Variational Inference with normalizing flows

June 25, 2024

Other important information in the paper

Observed problems

Under-estimation of variance of posterior
Limited capacity of the posterior approximation can result in baised MAP

Motivation

Choice of function for approximate posterior distribution is one of the core problems of Variational Inference (VI)

Capabilities of the method

Flexible, arbitrarily complex and scalable approximate posterior distributions.
Infinitesimal flows

Preface

Amortized Variational Inference

Variational Inference

Given a Bayesian setting, approximate posterior distribution over latent variables with a function. This is, given random variable

Given random variable: $X,Z$

\[P(Z \mid X)=\frac{P(X \mid Z)P(Z)}{P(X)}\]

In most of cases, solving the marginalization on unknown latent variables is intractable:

\[P(X)=\int P(X,Z) dZ\]

To tackle this problem, variational methods are used to approximate $P(Z \mid X)$, this is normally a parametrized function $q_{\theta}(X\\mid Z)$ that is meant to approximate posterior.

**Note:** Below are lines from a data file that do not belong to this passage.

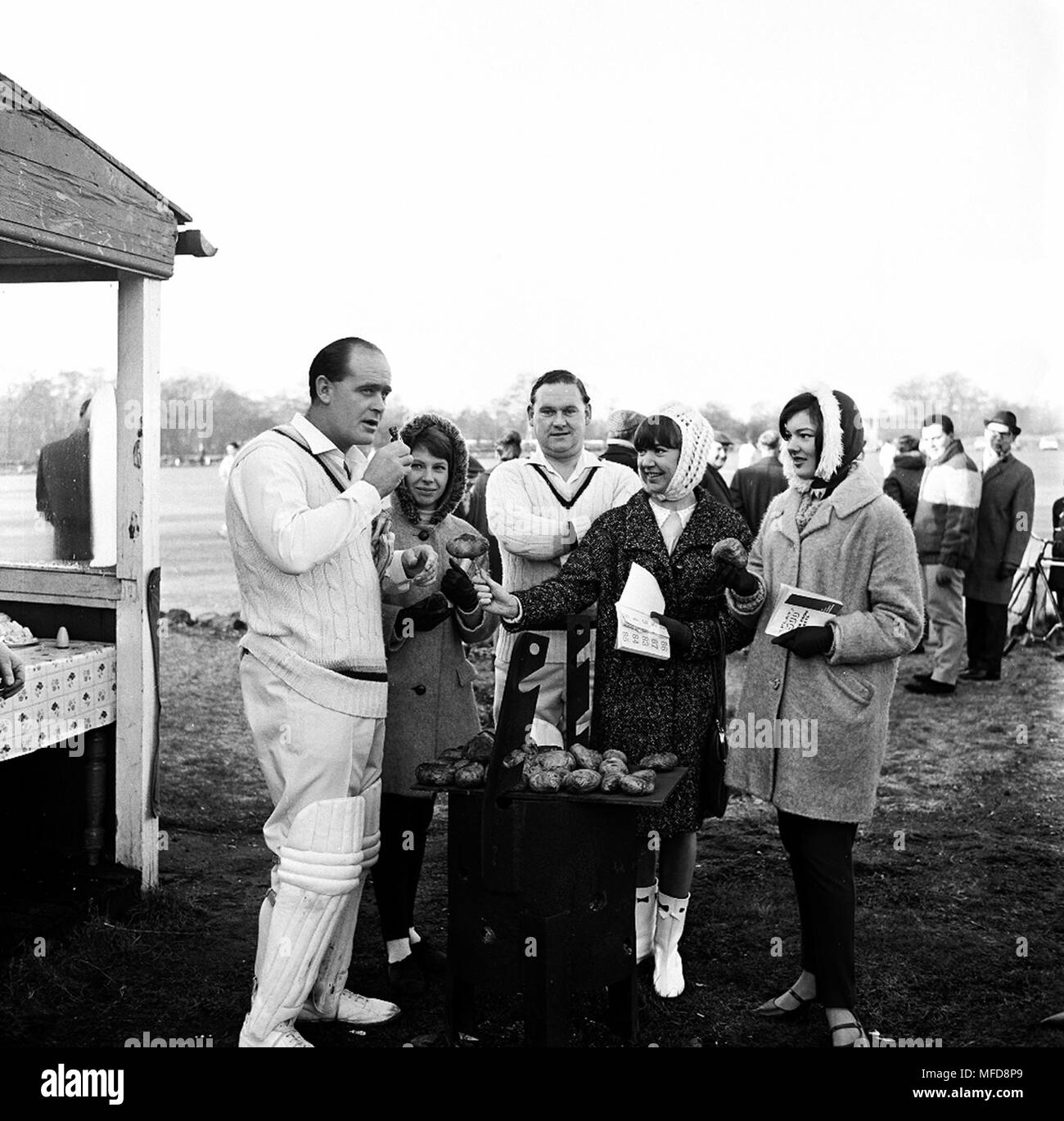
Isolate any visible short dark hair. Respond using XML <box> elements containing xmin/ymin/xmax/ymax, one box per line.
<box><xmin>924</xmin><ymin>412</ymin><xmax>953</xmax><ymax>436</ymax></box>
<box><xmin>528</xmin><ymin>370</ymin><xmax>591</xmax><ymax>408</ymax></box>
<box><xmin>309</xmin><ymin>337</ymin><xmax>382</xmax><ymax>405</ymax></box>
<box><xmin>410</xmin><ymin>425</ymin><xmax>454</xmax><ymax>472</ymax></box>
<box><xmin>779</xmin><ymin>394</ymin><xmax>824</xmax><ymax>434</ymax></box>
<box><xmin>633</xmin><ymin>414</ymin><xmax>684</xmax><ymax>452</ymax></box>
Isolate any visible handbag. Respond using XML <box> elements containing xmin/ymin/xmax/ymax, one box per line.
<box><xmin>698</xmin><ymin>619</ymin><xmax>731</xmax><ymax>817</ymax></box>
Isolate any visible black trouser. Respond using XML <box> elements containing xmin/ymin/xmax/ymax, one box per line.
<box><xmin>964</xmin><ymin>597</ymin><xmax>1009</xmax><ymax>677</ymax></box>
<box><xmin>373</xmin><ymin>794</ymin><xmax>436</xmax><ymax>942</ymax></box>
<box><xmin>777</xmin><ymin>809</ymin><xmax>857</xmax><ymax>1009</ymax></box>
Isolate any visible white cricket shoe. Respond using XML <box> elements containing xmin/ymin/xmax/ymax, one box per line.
<box><xmin>296</xmin><ymin>988</ymin><xmax>400</xmax><ymax>1028</ymax></box>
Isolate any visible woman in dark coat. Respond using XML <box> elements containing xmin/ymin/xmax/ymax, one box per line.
<box><xmin>373</xmin><ymin>412</ymin><xmax>498</xmax><ymax>997</ymax></box>
<box><xmin>480</xmin><ymin>406</ymin><xmax>751</xmax><ymax>997</ymax></box>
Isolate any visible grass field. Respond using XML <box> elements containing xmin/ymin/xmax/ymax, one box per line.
<box><xmin>0</xmin><ymin>627</ymin><xmax>1064</xmax><ymax>1048</ymax></box>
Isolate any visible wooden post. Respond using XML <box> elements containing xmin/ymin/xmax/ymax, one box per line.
<box><xmin>115</xmin><ymin>273</ymin><xmax>160</xmax><ymax>889</ymax></box>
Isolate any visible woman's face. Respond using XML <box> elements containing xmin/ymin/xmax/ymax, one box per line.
<box><xmin>784</xmin><ymin>409</ymin><xmax>816</xmax><ymax>479</ymax></box>
<box><xmin>406</xmin><ymin>444</ymin><xmax>451</xmax><ymax>510</ymax></box>
<box><xmin>639</xmin><ymin>444</ymin><xmax>679</xmax><ymax>496</ymax></box>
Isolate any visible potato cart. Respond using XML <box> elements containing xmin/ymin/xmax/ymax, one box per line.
<box><xmin>418</xmin><ymin>615</ymin><xmax>685</xmax><ymax>1047</ymax></box>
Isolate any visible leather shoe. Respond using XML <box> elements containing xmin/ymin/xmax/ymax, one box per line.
<box><xmin>388</xmin><ymin>953</ymin><xmax>425</xmax><ymax>997</ymax></box>
<box><xmin>827</xmin><ymin>1017</ymin><xmax>870</xmax><ymax>1051</ymax></box>
<box><xmin>904</xmin><ymin>677</ymin><xmax>956</xmax><ymax>697</ymax></box>
<box><xmin>961</xmin><ymin>669</ymin><xmax>1001</xmax><ymax>682</ymax></box>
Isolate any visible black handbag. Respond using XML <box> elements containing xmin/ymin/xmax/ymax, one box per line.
<box><xmin>698</xmin><ymin>619</ymin><xmax>731</xmax><ymax>817</ymax></box>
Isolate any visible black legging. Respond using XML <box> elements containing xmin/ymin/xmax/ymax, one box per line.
<box><xmin>373</xmin><ymin>794</ymin><xmax>436</xmax><ymax>942</ymax></box>
<box><xmin>777</xmin><ymin>809</ymin><xmax>857</xmax><ymax>1010</ymax></box>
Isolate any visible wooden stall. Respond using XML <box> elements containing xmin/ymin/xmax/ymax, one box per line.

Using this approximation log-likelihood is simplified in a suitable form for learning.

\[\log p_{\theta}(x)= \int \log p_{\theta}(x\mid z)p(z)dz \\ = \int \log \frac{q_{\theta}(z\mid x)}{q_{\theta}(z\mid x)}p_{\theta}(x\mid z)p(z)dz \\ = \int \log q_{\theta}(z\mid x) \frac{p_{\theta}(x,z)}{q_{\theta}(z\mid x)}dz \\ = \int \log q_{\theta}(z\mid x) \frac{p_{\theta}(x,z)}{q_{\theta}(z\mid x)}dz \\ = - \mathbb D_{KL}[q_{\theta}(z\mid x) \| p_{\theta}(z)] + \left \langle \log p(x \mid z) \right \rangle_{q_{\theta}(z \mid x)}\]

Amortized Inference

Given a probabilistic model $p(x,y)$ for $X$ as latent variables and $Y$ as observed variables, amortized inference search for a parametrized mapping $g_{\theta}: Y \rightarrow P(X); y \mapsto q_{\theta}(x \mid z)$ such that $q_{\theta}(x \mid z)$ is near to $p(x \mid z)$. Particularly, this method apply complex parametrization to “integrate” the information of each $x_i$ is considered in the model, therefore is possible to train the model in batch using SVI.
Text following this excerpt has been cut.